À vous lire, on a l'impression que pour chaque movie theater photographié, il y a une enquête acharnée pour remonter sa piste. Comment fonctionnez-vous ?
À chaque fois, c'est un travail de recherche, qui a principalement été rendu possible par le site internet Cinema Treasures qui recense les cinémas autour du monde, en particulier aux États-Unis. Concrètement, cela signifie explorer des milliers de pages internet. L'un de nous commençait par la lettre A, l'autre par la lettre Z, et nous remontions l'alphabet, en sélectionnant les théâtres qui nous semblaient intéressants, c'est-à-dire fermés et non démolis.

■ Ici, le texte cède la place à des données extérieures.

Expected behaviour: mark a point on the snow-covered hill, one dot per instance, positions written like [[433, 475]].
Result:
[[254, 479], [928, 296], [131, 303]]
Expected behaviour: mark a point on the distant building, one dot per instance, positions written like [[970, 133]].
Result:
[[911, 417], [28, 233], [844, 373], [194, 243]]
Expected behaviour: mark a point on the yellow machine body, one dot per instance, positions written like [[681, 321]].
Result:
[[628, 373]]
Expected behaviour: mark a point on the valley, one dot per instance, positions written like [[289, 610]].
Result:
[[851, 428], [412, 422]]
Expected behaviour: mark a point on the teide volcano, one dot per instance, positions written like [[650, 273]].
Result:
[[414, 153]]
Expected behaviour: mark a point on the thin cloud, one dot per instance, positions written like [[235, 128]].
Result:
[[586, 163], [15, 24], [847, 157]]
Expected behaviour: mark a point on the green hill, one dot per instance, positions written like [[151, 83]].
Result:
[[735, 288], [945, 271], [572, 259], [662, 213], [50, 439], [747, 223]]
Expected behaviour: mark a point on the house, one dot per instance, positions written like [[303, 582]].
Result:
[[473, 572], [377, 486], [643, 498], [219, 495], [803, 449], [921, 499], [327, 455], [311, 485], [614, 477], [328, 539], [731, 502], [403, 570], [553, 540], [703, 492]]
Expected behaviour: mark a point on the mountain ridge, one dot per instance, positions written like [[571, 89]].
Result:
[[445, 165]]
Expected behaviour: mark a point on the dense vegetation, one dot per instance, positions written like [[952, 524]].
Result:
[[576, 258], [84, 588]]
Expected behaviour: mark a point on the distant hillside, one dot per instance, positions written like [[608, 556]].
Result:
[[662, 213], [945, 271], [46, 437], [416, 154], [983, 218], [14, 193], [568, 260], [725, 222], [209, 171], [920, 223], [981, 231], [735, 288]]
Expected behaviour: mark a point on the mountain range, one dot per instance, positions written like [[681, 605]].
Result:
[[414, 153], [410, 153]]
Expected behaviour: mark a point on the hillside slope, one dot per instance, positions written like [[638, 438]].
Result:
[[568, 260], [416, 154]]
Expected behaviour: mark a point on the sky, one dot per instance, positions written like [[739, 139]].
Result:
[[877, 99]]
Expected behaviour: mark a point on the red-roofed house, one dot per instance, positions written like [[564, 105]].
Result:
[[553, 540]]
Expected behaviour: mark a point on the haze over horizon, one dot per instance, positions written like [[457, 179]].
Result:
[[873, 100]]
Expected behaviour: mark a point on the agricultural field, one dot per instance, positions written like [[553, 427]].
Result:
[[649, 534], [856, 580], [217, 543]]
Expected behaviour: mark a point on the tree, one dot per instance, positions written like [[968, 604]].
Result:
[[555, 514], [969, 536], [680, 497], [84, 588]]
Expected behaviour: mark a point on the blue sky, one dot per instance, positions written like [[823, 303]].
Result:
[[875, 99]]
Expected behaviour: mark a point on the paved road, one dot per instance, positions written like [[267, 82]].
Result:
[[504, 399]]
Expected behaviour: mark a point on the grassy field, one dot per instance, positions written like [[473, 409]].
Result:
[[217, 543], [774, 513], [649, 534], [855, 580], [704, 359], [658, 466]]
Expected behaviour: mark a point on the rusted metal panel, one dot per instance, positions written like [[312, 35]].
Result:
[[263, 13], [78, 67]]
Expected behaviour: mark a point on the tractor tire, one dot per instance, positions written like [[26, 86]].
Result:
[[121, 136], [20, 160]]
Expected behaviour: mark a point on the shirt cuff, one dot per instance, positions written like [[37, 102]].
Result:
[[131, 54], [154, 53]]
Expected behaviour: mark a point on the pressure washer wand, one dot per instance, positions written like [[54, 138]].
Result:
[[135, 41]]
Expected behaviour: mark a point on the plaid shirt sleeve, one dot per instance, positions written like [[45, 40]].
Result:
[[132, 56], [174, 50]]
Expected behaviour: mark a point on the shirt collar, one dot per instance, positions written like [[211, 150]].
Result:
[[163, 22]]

Ensuite, avec l'adresse, il fallait tenter de voir sur Google Street View ce que le lieu était devenu. Tous les explorateurs n'ont pas cette méthodologie, certains vont davantage sur le terrain, mais nous travaillons sur des sites non balisés. Dans le cas des movie theaters, nous avons été pendant longtemps les seuls à nous y intéresser. Nous avons passé beaucoup plus de temps, soit des années en temps cumulé, sur un ordinateur, à chercher des ruines, que sur place à prendre des photos !
Ce type d'architecture peut donc se repérer sur Internet. Comment exactement ?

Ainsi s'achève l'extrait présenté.